When I’m looking at observer reports, news stories, and now online streams of information about the conduct of elections, I’m thinking of democracy as a form of government in which a free citizenry fairly chooses and routinely holds accountable its rulers. In practice, this occurs when four general conditions hold:

  • Elected officials rule. Representatives chosen by citizens actually make policy, and unelected individuals, bodies, and organizations cannot veto those representatives’ decisions.
  • Elections are fair and competitive. The process by which citizens elect their rulers provides voters with meaningful choice and is free from deliberate fraud or abuse.
  • Politics is inclusive. Adult citizens have equal rights to vote and participate in government and fair opportunity to exercise those rights.
  • Civil liberties are protected. Freedoms of speech, association, and assembly give citizens the chance to deliberate on their interests, to organize in pursuit of those interests, and to monitor the performance of their elected representatives and the bureaucracies on which those officials depend.

In practical terms, that means looking for evidence that helps answer the following questions:

1. Are the officials who actually rule chosen through elections?

  • The head of government is chosen directly or indirectly by popular election, or he/she is the constitutionally designated successor to an elected head of government who has resigned, died, or become incapacitated while in office.
  • The members of the legislature are chosen by popular election.
  • No unelected individual, body, or organization—domestic or foreign—wields veto power across a range of national policy issue areas.

2. Are those elections competitive?

  • At least two independent political parties field candidates for most or all national offices, including the head of government in cases where that office is filled directly by election.
  • Independent news media exist and are accessible to most citizens.
  • Processes of voter registration and identification and lists of registered voters are not manipulated, restricted, or impeded on a large scale to partisan advantage.
  • State resources are not used directly and extensively in political campaigns to the advantage of incumbent officeholders.
  • The vote-tallying process is not subject to abuse or fraud that is widespread or sufficient to change either the balance of power in the legislature or the outcome of a direct election for head of government.

3. Is the political process broadly inclusive?
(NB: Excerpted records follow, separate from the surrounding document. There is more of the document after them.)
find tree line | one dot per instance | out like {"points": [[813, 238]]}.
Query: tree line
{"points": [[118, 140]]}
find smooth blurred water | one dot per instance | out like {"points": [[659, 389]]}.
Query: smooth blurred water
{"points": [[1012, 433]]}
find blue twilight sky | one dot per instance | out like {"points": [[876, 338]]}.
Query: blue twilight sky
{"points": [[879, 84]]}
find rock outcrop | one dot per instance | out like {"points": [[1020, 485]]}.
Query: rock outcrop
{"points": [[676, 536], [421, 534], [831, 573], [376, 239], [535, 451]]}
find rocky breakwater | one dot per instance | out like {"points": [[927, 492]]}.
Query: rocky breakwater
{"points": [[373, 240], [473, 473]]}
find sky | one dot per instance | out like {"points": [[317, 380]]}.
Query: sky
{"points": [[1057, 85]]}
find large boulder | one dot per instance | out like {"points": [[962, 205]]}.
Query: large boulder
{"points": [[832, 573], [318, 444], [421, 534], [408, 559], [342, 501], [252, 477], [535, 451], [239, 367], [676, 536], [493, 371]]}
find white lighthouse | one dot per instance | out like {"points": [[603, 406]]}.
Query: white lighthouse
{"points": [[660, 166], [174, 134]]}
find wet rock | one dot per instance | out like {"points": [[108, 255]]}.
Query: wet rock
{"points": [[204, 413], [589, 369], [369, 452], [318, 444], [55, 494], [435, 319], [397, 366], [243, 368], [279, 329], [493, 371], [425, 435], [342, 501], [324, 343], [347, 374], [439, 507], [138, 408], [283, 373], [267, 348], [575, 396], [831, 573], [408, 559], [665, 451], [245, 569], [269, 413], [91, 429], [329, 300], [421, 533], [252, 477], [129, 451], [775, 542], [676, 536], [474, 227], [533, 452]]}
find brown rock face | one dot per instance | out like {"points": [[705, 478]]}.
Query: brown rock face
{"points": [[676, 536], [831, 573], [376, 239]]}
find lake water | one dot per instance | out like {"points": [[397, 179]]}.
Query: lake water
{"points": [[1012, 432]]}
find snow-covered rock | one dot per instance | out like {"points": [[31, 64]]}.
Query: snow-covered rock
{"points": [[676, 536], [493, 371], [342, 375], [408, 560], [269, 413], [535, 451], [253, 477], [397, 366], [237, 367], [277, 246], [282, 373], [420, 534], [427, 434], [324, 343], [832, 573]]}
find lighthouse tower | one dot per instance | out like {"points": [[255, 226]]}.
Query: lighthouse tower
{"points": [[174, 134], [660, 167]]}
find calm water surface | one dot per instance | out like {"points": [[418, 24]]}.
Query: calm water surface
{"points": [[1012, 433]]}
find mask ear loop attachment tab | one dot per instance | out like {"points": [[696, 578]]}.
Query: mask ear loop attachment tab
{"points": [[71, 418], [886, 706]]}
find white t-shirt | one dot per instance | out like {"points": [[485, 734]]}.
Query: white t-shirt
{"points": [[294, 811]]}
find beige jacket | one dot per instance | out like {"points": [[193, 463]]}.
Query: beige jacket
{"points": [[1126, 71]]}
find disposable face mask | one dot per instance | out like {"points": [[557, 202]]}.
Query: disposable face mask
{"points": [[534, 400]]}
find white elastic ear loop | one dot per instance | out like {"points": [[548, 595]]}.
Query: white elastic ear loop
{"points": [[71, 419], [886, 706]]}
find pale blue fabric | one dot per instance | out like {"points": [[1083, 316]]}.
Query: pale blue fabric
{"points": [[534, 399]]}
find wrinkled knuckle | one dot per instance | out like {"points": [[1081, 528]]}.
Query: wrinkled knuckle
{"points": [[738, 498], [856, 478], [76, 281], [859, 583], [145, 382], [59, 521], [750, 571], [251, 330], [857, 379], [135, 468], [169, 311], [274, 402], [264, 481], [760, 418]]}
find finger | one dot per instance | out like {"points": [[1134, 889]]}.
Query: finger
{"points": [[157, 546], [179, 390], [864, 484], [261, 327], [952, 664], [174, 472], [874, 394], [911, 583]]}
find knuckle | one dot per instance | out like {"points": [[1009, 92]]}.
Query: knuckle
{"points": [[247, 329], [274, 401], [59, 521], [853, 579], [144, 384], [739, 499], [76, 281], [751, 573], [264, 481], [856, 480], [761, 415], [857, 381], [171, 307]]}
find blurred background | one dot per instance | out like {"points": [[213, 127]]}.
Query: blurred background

  • Citizens may form independent political parties or associations without substantial interference or impediment by the state.
  • Nearly all adult citizens may stand as candidates for office.
  • Elections are based on the principals of universal and equal suffrage.

Those criteria still leave a lot of room for subjective judgment (e.g., when does the use of state resources on behalf of incumbent office-holders become “extensive”?). Even so, I think they’re specific enough to allow us to make sharper judgments about specific cases. For example, applying these criteria to today’s elections in Egypt, we can see that even wonderfully fair and competitive elections would not qualify that country as a democracy (yet) because a self-selected council of military officers continues to serve as Egypt’s executive authority, giving us a “no” to the first question. In DROC, it’s the reverse; rulers will claim an electoral mandate, but those elections won’t have been sufficiently competitive to qualify the resulting regime as a democracy.

Of course, those are not natural facts; they are my personal judgments, based on a specific idea of what democracy is, and what brings it into being. However you define democracy, though, the broader point holds. Information about the conduct of elections may no longer be scarce,  but it’s still impossible to make sense of all that noise without stepping away from the live streams long enough to develop some clear ideas about the concept of democracy it’s all meant to express.